Subway Gift Card: Check Balance, Swap, or Sell
Everything for your Subway gift card in one place: check the balance, swap it for another brand, or sell it for cash — and which option keeps the most value.
Whether you just received a Subway gift card, have a leftover balance after a return, or found an old card in a drawer, you’ve really got three things you can do with it: check what’s on it, swap it for a card you’ll actually use, or sell it for cash. This page walks through all three for Subway cards — how each works, what it’s worth, and how to choose.
How to check your Subway gift card balance
Checking your Subway gift card balance online takes a few seconds. Use the official Subway balance page — enter the card number and the PIN or security code (usually under a scratch-off panel on the back), then submit to see the current balance.

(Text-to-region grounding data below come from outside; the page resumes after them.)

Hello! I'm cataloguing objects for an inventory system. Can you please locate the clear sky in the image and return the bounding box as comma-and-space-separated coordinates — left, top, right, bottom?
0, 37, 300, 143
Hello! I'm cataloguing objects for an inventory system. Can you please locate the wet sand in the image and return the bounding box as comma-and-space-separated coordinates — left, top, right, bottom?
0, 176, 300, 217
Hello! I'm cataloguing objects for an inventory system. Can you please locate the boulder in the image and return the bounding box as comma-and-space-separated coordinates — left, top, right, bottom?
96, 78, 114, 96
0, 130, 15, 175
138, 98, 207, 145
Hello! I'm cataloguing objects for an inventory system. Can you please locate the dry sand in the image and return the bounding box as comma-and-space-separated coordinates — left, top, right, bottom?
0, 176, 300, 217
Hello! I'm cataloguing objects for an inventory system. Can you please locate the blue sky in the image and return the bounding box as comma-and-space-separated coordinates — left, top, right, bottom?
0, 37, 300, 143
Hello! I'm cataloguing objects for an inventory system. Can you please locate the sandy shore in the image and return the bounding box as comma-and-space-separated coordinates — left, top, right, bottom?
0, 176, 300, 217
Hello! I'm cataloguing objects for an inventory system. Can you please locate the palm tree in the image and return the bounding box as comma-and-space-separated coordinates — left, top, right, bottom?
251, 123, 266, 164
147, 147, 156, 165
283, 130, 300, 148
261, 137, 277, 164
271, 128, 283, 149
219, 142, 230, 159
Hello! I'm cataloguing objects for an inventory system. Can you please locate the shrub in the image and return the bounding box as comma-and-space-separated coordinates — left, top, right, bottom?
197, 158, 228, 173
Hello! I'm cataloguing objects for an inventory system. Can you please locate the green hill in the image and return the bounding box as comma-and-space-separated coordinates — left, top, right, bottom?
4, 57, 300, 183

You’ll need two things off the card:
- The card number — printed on the front or back of a physical Subway card, or in the confirmation email for an eGift card.
- The PIN or security code — usually a separate code under a scratch-off panel on the back.
There are other ways to check, too:
- In store: take the card to any Subway location and ask an associate to scan it — there’s no charge to check.
- By phone: call Subway customer service and follow the prompts for gift card balance, with your card number ready.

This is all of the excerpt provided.